Important Files Changed

Filename	Overview
nemoguardrails/library/atr/actions.py	Core ATR detection action with lazy pyatr import, severity filtering, and module-level engine cache; has a missing-config hard-error that differs from peer rails, and an unguarded engine-init race under thread-pool executors.
nemoguardrails/library/atr/flows.co	Colang 1.0 input-rail flow; declares variables with $ sigil but Jinja template references them without $, diverging from the injection_detection reference pattern and risking an empty rule-list in the blocked message.
nemoguardrails/library/atr/flows.v1.co	Colang 2.0 flow; correctly uses $ variables and bot say; mirrors the injection_detection pattern cleanly.
nemoguardrails/rails/llm/config.py	Adds extra="allow" to RailsConfigData so arbitrary rail config keys (like atr_detection) are accepted without a Pydantic field; minimal and safe change.
tests/test_atr_detection.py	Comprehensive unit and E2E tests with full pyatr mocking; covers config validation, severity filtering, and blocked/allowed message paths.

Prompt To Fix All With AI

Fix the following 3 code review issues.
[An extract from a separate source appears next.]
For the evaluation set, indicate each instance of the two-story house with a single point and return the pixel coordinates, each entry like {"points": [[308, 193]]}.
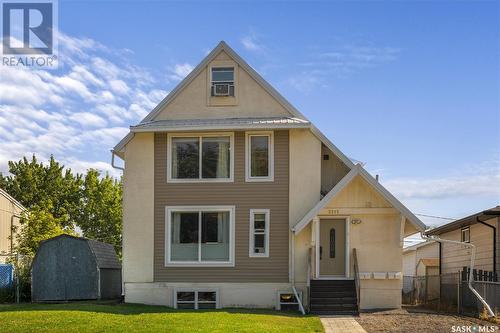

Work through them one at a time, proposing concise fixes.

---

### Issue 1 of 3
nemoguardrails/library/atr/actions.py:127-145
**`ValueError` on missing config prevents opt-in use of the action**

`_validate_atr_config` raises `ValueError` when the `atr_detection` section is absent from the config, making the section mandatory. Every other rail in the library (e.g. `jailbreak_detection`, `injection_detection`) silently uses defaults when no config section is present. A user who wants to try ATR detection without any YAML edits will get a confusing `ValueError` instead of working detection with sensible defaults. Consider returning `DEFAULT_SEVERITIES` when the section is missing rather than treating its absence as a hard error.

### Issue 2 of 3
nemoguardrails/library/atr/actions.py:289-290
The `_cached_engine` global is read and written without any synchronisation. In environments that run the async action inside a thread-pool executor, two threads can both observe `_cached_engine is None` simultaneously and both construct a new `_ATREngine()`, discarding one after loading rules from disk. This is wasteful and potentially inconsistent if the rule-load itself is stateful. A `threading.Lock` around the creation block eliminates the race.

```suggestion
    if _cached_engine is None:
        import threading
        _engine_lock = getattr(atr_detection, "_engine_lock", None)
        if _engine_lock is None:
            atr_detection._engine_lock = threading.Lock()
        with atr_detection._engine_lock:
            if _cached_engine is None:
                _cached_engine = _ATREngine()
```

### Issue 3 of 3
nemoguardrails/library/atr/flows.co:7-8
The Jinja template refers to `response.detections` but the Colang variable is `$response`. The `injection_detection/flows.co` reference implementation declares variables without the `$` sigil (`response = await ...`) and uses the same template. If the Colang 1.0 runtime only populates the Jinja context from non-`$` locals, the template will silently produce an empty string for the rule list. Aligning the declaration style with the reference avoids this ambiguity.

```suggestion
  response = await ATRDetectionAction(text=$user_message)
  join_separator = ", "
```

_{Reviews (5): Last reviewed commit: "fix: handle AttributeError when pyatr AP..." | Re-trigger Greptile}

[Oxygen56]

All four issues from the Greptile review have been addressed in commit d260323 ("fix: address review feedback for ATR detection rail"):

1. ✅ bot → bot say in flows.v1.co
2. ✅ set → frozenset for DEFAULT_SEVERITIES and VALID_SEVERITIES
3. ✅ Module-level _cached_engine lazy init for ATREngine
4. ✅ Comment added in _extract_atr_config explaining the guard is defensive, not dead code

The review was based on commit a2626e6 which predates these fixes.